Wollten Sie schon immer einmal mit Persönlichkeiten wie zum Beispiel Wolfgang Clement, Prof. Dr. Claus Hipp oder Wolfgang Grupp sprechen? Wollten Sie herausfinden, welche Weisheiten diese Menschen erfolgreich gemacht haben und wie diese Menschen über Erfolg denken? Dieses Buch gibt Ihnen die Chance, von prägenden Persönlichkeiten zu lernen …

Downloads

An zahlreichen Stellen erhalten Sie Hinweise zu wertvollem Bonusmaterial, das direkt auf der Homepage zum Buch (www.die-karriereschmiede.de/ks/downloads) oder den entsprechenden Internetseiten der Autoren kostenlos für Sie zum Download bereitsteht.

TEIL 1
DER EINSTIEG

Sie stehen am Anfang Ihrer Karrierelaufbahn? Sie überlegen sich, welche Universität oder Hochschule zu Ihnen passt? Oder vielleicht haben Sie bereits einen Traumarbeitgeber im Kopf und benötigen Ratschläge, wie Ihnen der direkte Einstieg gelingt?

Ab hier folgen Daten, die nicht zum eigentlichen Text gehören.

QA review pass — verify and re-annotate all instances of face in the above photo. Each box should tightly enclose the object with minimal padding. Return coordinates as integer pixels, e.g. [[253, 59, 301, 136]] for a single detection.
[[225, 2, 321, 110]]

Hier sind Sie genau richtig! Ihre persönlichen Karriereberater haben da mal was für Sie vorbereitet. Willkommen in der Karriereschmiede!

1. KAPITEL
»Chancen-Intelligenz«
VON HERMANN SCHERER1

Wie viele Chancen werden uns vom Leben zugeteilt? Bekommt jeder gleich viele? Gibt es Pechvögel und Glückskinder? Oder ist es vielmehr so, dass man bereit sein muss, sich bietende Chancen auch zu sehen? Wie weit Sie es in Ihrem Leben bringen werden, wird immer davon abhängig sein, ob Sie es lernen, Chancen zu erkennen und zu nutzen. Dabei spielt es keine Rolle, ob Sie den richtigen Studienplatz suchen, im Management arbeiten oder als Unternehmer durchstarten. Der Anfang Ihres Erfolges ist der Chancen-Blick – um den wird es in diesem Kapitel gehen.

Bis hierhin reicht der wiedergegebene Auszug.